On Tuesday, Combs was driving northbound on SR224 when she noticed the elk herd on the west side of the road trying to cross. In the winter, the herd beds down at night on the McPolin farm and moves into Round Valley during the daylight hours, usually crossing the road at dawn and dusk. She saw two police cars parked on each side of the road with flashing lights presumably to help alert drivers about the herd’s presence. Ferguson said she received an early morning call from Combs asking her to come help.

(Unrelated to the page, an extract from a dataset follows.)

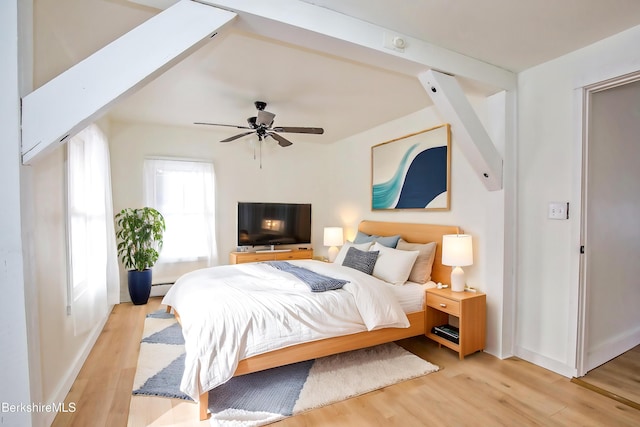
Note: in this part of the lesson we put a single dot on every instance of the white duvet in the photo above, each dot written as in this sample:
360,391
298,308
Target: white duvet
230,313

When Ferguson arrived, she saw the traffic continue to speed by despite the presence of police vehicles. She pulled into the center lane and turned her hazard lights on and got out of her car to indicate to drivers they needed to slow down.
“The police officer did not like that. So, he immediately left his location near the elk, drove over to me and parked 45 degrees across the two lanes with his red and blue lights on so, it's like oh thank you for your help. And, he’s like, you can’t do that. That’s not safe. I'm like well we need your help. We need you to do that. You should have been doing that, what I just did. You know while we're talking it's going to take them two minutes to cross the road once they have a break in traffic. Watch.

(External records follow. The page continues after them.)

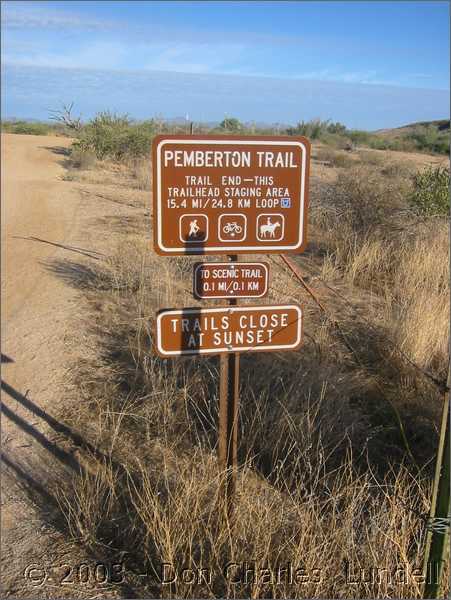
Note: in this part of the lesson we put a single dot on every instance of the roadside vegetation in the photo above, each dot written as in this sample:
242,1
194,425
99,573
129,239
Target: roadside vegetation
336,441
128,136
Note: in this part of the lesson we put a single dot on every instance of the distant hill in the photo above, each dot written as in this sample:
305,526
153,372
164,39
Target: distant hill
431,136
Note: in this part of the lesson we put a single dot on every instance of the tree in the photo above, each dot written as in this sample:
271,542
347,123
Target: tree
65,117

Ferguson says elk are characteristically very skittish and she was concerned the continuous traffic would preclude the animals from making the crossing. She said it was just a matter of minutes of traffic being stopped that the herd crossed SR 224 and moved up the hillside towards Round Valley.
“Once the officer by Lorelei’s car westbound saw what the officer by me was doing, he pulled out into traffic, same way, 45 degrees [and] blocked both lanes. People were respectful in both directions and waited and sure enough you know the one elk runs out and then you know, they all followed and then, game on!”

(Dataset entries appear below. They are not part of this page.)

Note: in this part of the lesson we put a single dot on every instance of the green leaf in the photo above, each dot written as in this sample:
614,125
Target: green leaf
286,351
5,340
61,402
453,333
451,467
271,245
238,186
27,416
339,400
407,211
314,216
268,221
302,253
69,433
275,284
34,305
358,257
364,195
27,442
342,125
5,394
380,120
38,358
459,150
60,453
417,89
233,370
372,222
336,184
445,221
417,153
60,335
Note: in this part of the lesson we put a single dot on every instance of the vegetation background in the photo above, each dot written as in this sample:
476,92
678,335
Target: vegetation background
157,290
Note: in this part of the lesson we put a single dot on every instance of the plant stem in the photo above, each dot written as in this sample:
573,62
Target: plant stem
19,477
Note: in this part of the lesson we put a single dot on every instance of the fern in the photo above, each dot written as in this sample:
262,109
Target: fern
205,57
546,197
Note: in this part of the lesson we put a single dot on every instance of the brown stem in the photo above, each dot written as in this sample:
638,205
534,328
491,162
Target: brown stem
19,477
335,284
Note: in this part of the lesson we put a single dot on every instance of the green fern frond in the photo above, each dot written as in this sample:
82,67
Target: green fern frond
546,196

Save People Save Wildlife has asked UDOT to budget for a wildlife bridge to span SR224. The tunnel near the white barn was built for humans and according to experts won’t accommodate elk or moose due to their behavioral characteristics and size. Ferguson says it is now the perfect time to budget for a wildlife bridge because UDOT is willing to include such projects in their road improvement planning. Ferguson says making the road safer for vehicles and wildlife meets the stated UDOT objective of Zero Fatalities.
“Seems like that is the solution we should strive for, especially while the windows open for budgeting and planning for the [SR] 224 bus lane and bike path improvement projects. So, that's save people save wildlife. Hey, the window of opportunity is open. Let's take advantage and get budgeting for it and planning for it.
Go to KPCW to see pictures of the early morning elk crossing and to read the letter Save People Save Wildlife sent to UDOT immediately following the incident.
Please find the following pictures from 7:15 this morning showing a huge safety concern supporting our need for wildlife fencing and a safe passage for the elk herd along SR224. Local authorities, private citizens all had to get involved putting their safety at risk this morning. Since this has been designated the 5th largest hotspot for wildlife-auto collisions in Utah what can we do to help UDOT implement wildlife mitigation along this dangerous highway?
A timely response would be very much appreciated.
SPSW understands that Summit County Council’s transportation planning department is working with UDOT on an S.R. 224 corridor plan and conducting environmental assessments for bus rapid transit. SPSW is concerned that there is no row or any kind of fencing along the east side of S.R. 224 around milepost 7 and 8. UDOT has recently reduced the speed limit temporarily in this area due to the excessive amount of wildlife collisions. This is a migratory path for a local elk heard that must cross SR 224 every day in order to gain access to their winter grounds. SPSW would like to understand how UDOT intends to prevent wildlife collisions moving forward with a population increase in this area of over 200% since 1980 and no provisions have been made to prevent vehicle wildlife collisions other than a reduction in speed by 10 mph in this area. Whatever existing ROW on the west side is in complete disrepair, and non-existing on the east side. If you would please let us know what plans are in place for fencing along this highway and a safe passage for the wildlife to cross, would be appreciated.